NAHB/Wells Fargo Cost of Housing Index (CHI)

Indices

The NAHB/Wells Fargo Cost of Housing Index (CHI) is a quarterly analysis of housing costs in the United States and in specific metropolitan areas. The CHI represents the portion of a typical family’s income needed to make a mortgage payment on a median-priced home.

For example, a CHI reading of 41% means a typical family in the U.S. would need to allocate 41% of its pre-tax income to cover the mortgage payment for a median-priced home.

Three levels of data are examined within the CHI:

  • National-level CHI is tracked for both new and existing homes.
  • Metro-level CHI is tracked for existing homes in 176 metropolitan areas.
  • Low-income CHI is calculated to examine the cost of housing for people earning 50% of the area’s median income.

CHI Key Findings in Q1 2024

CHI results in the first quarter are based on a national median income of $97,800 and a median new home price of $420,800 ($389,400 for a median-priced existing home).
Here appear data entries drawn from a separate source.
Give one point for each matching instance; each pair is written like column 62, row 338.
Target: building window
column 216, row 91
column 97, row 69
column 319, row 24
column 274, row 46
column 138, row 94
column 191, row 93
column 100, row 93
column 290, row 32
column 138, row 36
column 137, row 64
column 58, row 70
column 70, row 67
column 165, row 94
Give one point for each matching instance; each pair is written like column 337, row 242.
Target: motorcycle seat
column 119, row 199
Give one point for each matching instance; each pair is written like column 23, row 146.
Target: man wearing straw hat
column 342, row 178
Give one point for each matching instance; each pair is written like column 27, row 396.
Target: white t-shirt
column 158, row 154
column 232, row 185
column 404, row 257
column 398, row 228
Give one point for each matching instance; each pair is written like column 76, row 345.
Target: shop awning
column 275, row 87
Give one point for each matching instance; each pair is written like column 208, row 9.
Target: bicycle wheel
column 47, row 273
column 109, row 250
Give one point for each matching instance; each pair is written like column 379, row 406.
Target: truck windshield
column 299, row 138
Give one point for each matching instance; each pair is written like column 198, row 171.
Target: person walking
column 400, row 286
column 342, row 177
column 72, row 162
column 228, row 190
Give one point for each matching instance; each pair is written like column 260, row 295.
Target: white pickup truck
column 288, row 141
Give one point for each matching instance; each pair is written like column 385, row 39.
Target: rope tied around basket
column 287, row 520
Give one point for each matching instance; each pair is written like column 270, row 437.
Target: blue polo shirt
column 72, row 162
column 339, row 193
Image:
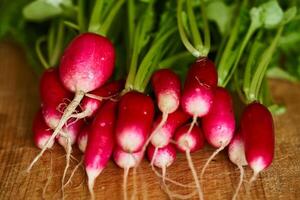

In Q1 2024:

  • 38% of a typical family’s income was needed to make a mortgage payment on a median-priced new single-family home (36% for a median-priced existing home).
  • 77% of a low-income family’s earnings would be needed to pay for a median-priced new single-family home (71% for a median-priced existing home).

The Q1 index also shows that:

  • In 80 out of the 176 markets tracked in the CHI, the typical family is “cost-burdened” (uses between 31% and 50% of its income to pay for a median-priced existing home).
  • In 8 out of the 176 markets, the typical family is “severely cost-burdened” (uses more than 50% of its income to pay for a median-priced existing home).

Top 5 Severely Cost-Burdened Markets

  • San Jose-Sunnyvale-Santa Clara, Calif. (84%)
  • Urban Honolulu, Hawaii (73%)
  • Naples-Marco Island, Fla. (71%)
  • San Diego-Chula Vista-Carlsbad, Calif. (70%)
  • San Francisco-Oakland-Berkeley, Calif. (69%)

Top 5 Least Cost-Burdened Markets

  • Peoria, Ill. (14%)
  • Decatur, Ill. (14%)
  • Cumberland, Md.-W.Va (15%)
  • Springfield, Ill. (16%)
  • Elmira, N.Y. (16%)

Download the full Q1 2024 findings.

Download historical CHI data.

Methodology of the CHI

The CHI is calculated as the ratio of mortgage payment over median family income. The mortgage payment (numerator) is calculated by taking the median home price (assuming a 10% down payment) and adding taxes, home owner’s insurance and private mortgage insurance (PMI).

Median family income (the denominator) is derived from data provided by the Department of Housing and Urban Development (HUD).

Low-Income CHI follows the same methodology, but the denominator is 50% of the area’s median income.

Cost of Housing Index (CHI) vs. Housing Opportunity Index (HOI)

The primary advantage of the new CHI compared to its predecessor, the now-retired HOI, is ease of interpretation. The CHI is a useful tool — especially for state and local home builders associations — to more easily convey to local authorities the burden that housing costs represent for middle-income and low-income families in their markets.